All das wird gleich im Anschluss beim Warm-up in der kleinen Turnhalle mit dem riesigen Mattenfeld und den gigantischen Spiegeln an der Wand schon geübt. Die Stockwerke dorthin müssen per Treppe überwunden werden. Aufzugfahren ist für die Darsteller kurz vor der Aufführung strengstens verboten. Denn: Was wäre, wenn der Lift stecken bleiben würde?

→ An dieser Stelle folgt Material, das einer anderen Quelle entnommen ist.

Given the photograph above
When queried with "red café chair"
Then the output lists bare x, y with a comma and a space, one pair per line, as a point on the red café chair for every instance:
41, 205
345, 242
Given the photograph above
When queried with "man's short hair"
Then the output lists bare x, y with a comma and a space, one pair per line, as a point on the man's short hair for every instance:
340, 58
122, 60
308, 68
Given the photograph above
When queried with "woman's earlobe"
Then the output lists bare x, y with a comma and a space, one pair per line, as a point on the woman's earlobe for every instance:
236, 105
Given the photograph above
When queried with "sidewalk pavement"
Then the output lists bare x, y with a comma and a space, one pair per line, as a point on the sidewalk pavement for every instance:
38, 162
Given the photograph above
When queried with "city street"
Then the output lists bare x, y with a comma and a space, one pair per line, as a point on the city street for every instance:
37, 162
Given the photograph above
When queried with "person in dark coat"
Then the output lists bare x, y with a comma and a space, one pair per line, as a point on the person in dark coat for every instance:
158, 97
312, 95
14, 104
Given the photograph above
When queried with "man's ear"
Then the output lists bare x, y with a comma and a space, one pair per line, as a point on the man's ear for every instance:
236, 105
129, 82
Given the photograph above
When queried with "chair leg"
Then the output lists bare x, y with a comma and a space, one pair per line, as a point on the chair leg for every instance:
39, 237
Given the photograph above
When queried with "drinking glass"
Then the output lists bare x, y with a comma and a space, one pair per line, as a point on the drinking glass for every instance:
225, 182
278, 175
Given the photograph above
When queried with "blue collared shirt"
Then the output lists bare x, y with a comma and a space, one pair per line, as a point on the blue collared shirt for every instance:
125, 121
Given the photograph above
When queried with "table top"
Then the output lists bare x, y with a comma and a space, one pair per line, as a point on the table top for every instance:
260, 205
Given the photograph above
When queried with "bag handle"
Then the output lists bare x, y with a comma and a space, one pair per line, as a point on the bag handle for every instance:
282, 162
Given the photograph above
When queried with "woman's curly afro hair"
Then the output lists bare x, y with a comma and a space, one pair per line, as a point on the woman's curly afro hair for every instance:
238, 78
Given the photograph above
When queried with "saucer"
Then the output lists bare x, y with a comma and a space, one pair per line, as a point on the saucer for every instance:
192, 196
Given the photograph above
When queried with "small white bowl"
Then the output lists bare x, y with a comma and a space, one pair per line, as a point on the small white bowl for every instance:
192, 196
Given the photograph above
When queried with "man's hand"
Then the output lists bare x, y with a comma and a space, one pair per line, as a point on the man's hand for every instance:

Beim Aufwärmen wird die ganze Show des kleinen Tarzans noch einmal durchgespielt. David Giss schlüpft dabei in die verschiedensten Rollen. So bewegen sich Bühnenäffchen authentisch. Schnell. Biegsam. Dynamisch. Voller Spaß. Voller Präzision.
Die Show ist ein grandioses Feuerwerk
Zum Einsingen wird Leo anschließend von Boris Ritter, dem Dirigenten des „Tarzan“-Musicals höchstpersönlich, am Klavier begleitet. Die Tonleitern geht es rasant und treffend rauf und runter. Ein Darsteller gesellt sich kurz zum Duett dazu. Nebenbei erklingt die Durchsage: „Noch 30 Minuten bis zur Show.“
Und diese Show ist ein Feuerwerk an tollen Melodien, einer eingängigen Story und atemberaubenden Akrobatik- und Tanzszenen, bei denen Tarzans Affenfamilie immer wieder auch durch die Parkettreihen singend hüpft und turnt – und an Theaterlianen schwingend im Luftraum über Publikum und Bühne kreuzt. Wie Leo seine Show meistert, ist kaum zu glauben. Die Präsenz des kleinen Mannes auf der großen Bühne: Einfach atemberaubend. Singen, tanzen, schwingen, alles geht zugleich Hand in Hand.
Bevor sich Leo von der Bühne schwingt und mit dem großen Tarzan tauscht, singt er mit seinem Bühnenfreund Terk zusammen vom großen Wert der Freundschaft. Das ist seine Lieblingsszene. „Wir singen und fliegen“, hat er vorher im Interview erklärt. Ja, und manchmal steht auch sein Papa hinter der Kulisse und nimmt den kleinen Lianen-Akrobaten in Empfang. Schöner kann ein großer Auftritt für einen kleinen Künstler nicht enden. Nur noch einmal wird er dann im zweiten Akt auf einer kleinen Plattform einschweben, wenn der erwachsene Tarzan seine Identität begreift. Und ganz am Ende wird der kleine Tarzan neben dem großen Tarzan auf der großen Bühne im noch größeren Jubel der Menge baden. Ganz so, wie es sich für große kleine Künstler gehört.